A two-point perspective photo has two vanishing points. A photo taken at 45 degrees to the corner of a building but the camera still parallel to the ground plane (which makes the vertical edges appear vertical in the photo) is a two point perspective photo. If the perspective is strong enough PhotoModeler can solve for the camera position and focal length for this photo. You would mark two sets of lines or edges and set up two Axes Constraints.

A three-point perspective photo has three vanishing points. A photo taken at 45 degrees to the corner of a building with the camera pointed towards the top of the building (which makes the vertical edges appear to vanish to a point near the top of the photo) is a three point perspective photo. If the perspective is strong enough PhotoModeler can solve for the camera position, focal length and principal point for this photo.

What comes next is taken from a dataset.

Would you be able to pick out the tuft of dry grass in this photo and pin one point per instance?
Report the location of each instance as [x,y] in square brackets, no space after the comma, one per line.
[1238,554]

You would mark three sets of lines or edges and set up three Axes Constraints.

Good example: You are modeling a building or a room and the camera was at a sharp angle to all surfaces (perhaps a video surveillance camera pointing down and way from the corner). This photo is perhaps in three-point perspective and you may be able to solve for focal length and principal point.  

Bad example: You have a single photograph of a road taken right down the middle. The camera was parallel to the ground and the horizon is close to the center of the photograph. This photograph is probably in single point perspective and no Inverse Camera solution can be done.

Note: axes constraints cannot be used to solve for Inverse Camera in a multi-photo project. Instead work with each photographs individually and then combine the results (camera parameter solutions and photos) into a multi-photo project.

If you managed to get through this review and answer positively to all of the questions you will have a good chance of getting the 3D measurements you want. If some of the aspects are weak or poor, you might still be able to do something. If the reference count check is bad and there is no source of good control, then you are probably out of luck and these photographs cannot be used to get 3D measurements.